A few years ago tiny house and small house living became derigeur amongst the simple living. There were lots of beautiful shots of tiny trailer houses sitting on big open prairies, or people living in converted buses. All wonderful and inspiring - and a complete pipe dream for nearly everyone this side of the Atlantic. Lack of prairies is the least of our problems with it.
And yet, plenty of us are managing to live small - albeit in less romantic, artisanal settings.
We live in one of those urban terraces that's been haphazardly extended and partitioned over the years, I'm sure you are familiar with them. We put it through its paces - 2 adults and 3 children in a one-and-a-half bedroom house, in approximately 700 square feet, plus a small yard and an unattached garage.
We only intended to stay a year. But we are now heading into our 7th year and have added 3 kids to the mix. Why?
Well, we completely lucked out - our landlords are wonderful; and having bought before the boom, they only require that we pay our rent on time and that it pays their pre-boom mortgage payment. The finish is a bit tatty, the kitchen really could do with a refit - but our rent is at least £150 cheaper than a comparable home in our street, one that doesn't have a garage or off road parking.
Our tiny rent has made it possible for me to work part time and for Mr Pumpkin to take a professional qualification that is now paying dividends. We have paid off debt and begun to save money at quite a pace now, none of which would have been possible if we moved to a bigger house in the area. The kids have had at least one of us at home for the past few year and never been put into nursery. We live in spitting distance of good schools, parks, local shops and the beach. The garage allows Mr Pumpkin to indulge his car tinkering obsession, whilst halving our car maintenance bill.
Small house living isn't without its challenges.

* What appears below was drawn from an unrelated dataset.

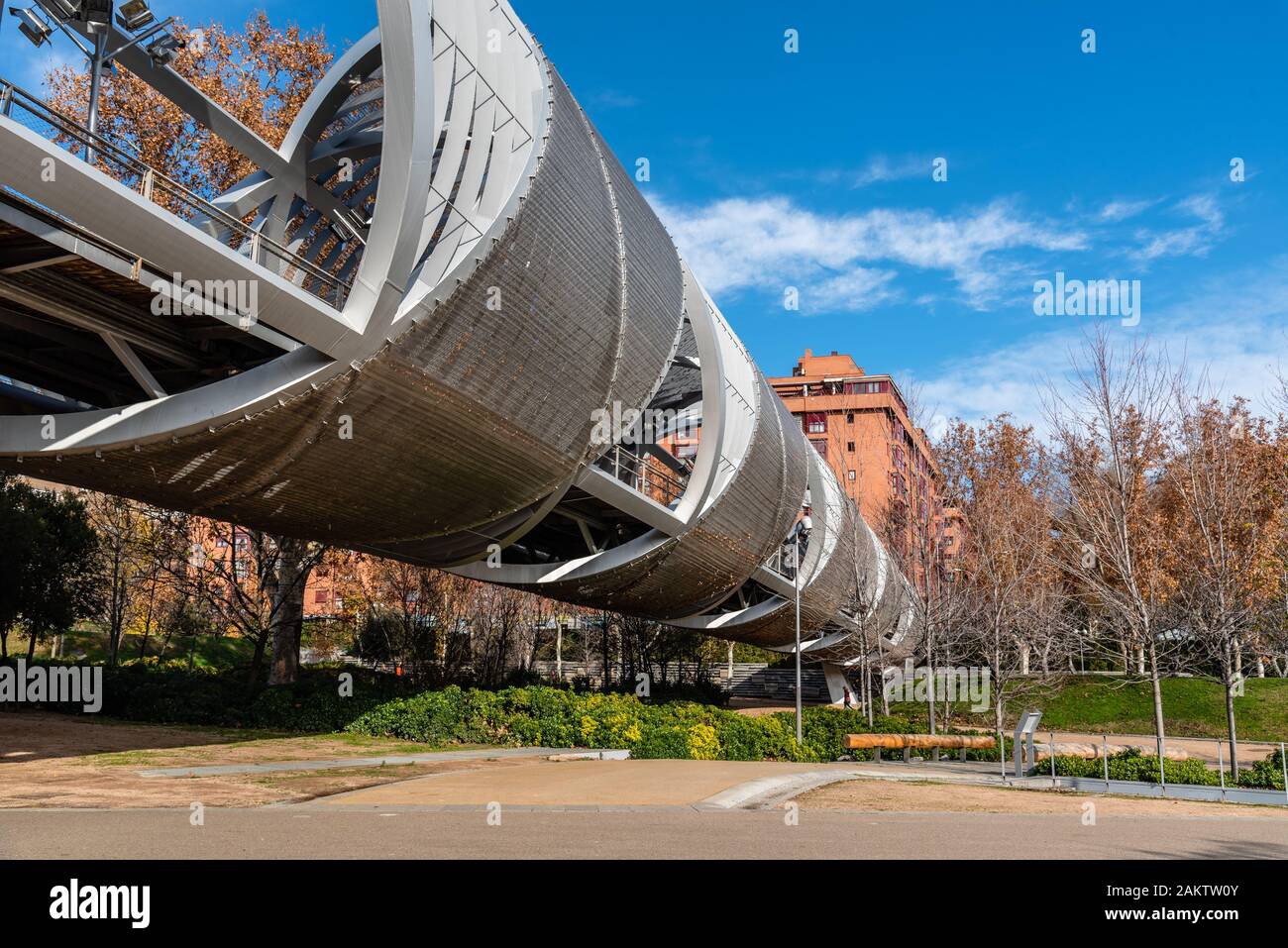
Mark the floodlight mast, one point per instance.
(133, 17)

Before I embraced my Slob Sisters Card Index, I had been known to shed tears over the state of the house. Smaller spaces get dirtier quicker - especially kitchens. I clean my cabinet fronts once a week and they still always seem to be splattered with something. Personal space is a problem, though we have become OK with sitting in a room together in comfortable silence when we need space. And even now, there are times when the clutter takes over and we have to rethink things.

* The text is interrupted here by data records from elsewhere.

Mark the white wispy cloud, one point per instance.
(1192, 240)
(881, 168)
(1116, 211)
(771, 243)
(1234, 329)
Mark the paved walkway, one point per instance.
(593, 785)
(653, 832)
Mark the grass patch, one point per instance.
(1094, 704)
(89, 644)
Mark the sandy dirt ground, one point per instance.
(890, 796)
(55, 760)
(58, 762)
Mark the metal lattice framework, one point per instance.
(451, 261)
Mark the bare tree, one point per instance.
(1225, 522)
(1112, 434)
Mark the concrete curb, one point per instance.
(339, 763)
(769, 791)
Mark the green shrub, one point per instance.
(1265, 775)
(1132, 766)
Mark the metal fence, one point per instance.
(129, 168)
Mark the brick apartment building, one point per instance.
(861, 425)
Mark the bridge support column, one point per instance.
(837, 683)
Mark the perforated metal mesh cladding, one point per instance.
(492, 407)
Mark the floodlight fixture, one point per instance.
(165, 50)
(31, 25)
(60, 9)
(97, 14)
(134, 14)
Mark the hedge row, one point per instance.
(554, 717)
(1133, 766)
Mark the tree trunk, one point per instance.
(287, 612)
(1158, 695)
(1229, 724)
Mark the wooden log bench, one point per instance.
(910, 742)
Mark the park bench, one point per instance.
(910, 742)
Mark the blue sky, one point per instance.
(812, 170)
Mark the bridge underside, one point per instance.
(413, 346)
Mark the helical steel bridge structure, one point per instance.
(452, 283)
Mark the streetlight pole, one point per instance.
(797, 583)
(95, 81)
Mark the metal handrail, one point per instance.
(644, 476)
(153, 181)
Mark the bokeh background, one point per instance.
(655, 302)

This year looks like it will be our last year here; and ironically this is the year I feel we have truly learned to live in our small space. Even when we do move into a bigger one, our habits probably won't change all that much. I quite like living small.
If you have the opportunity to live in less house for less money, I highly recommend it as a path to prosperity. Too much house is too much rent or debt repayment. You don't need anywhere as much space as you think you do, once you get rid of your aspirational clutter, your duplicates and all of that stuff you never ever use anyway; and invest in some functional bits of furniture. It is far better to sock the extra cash away and have a few life experiences instead.
As an aside - interestingly, we do not meet statutory definitions of overcrowding. I shouldn't really be writing a post about something I apparently know nothing about!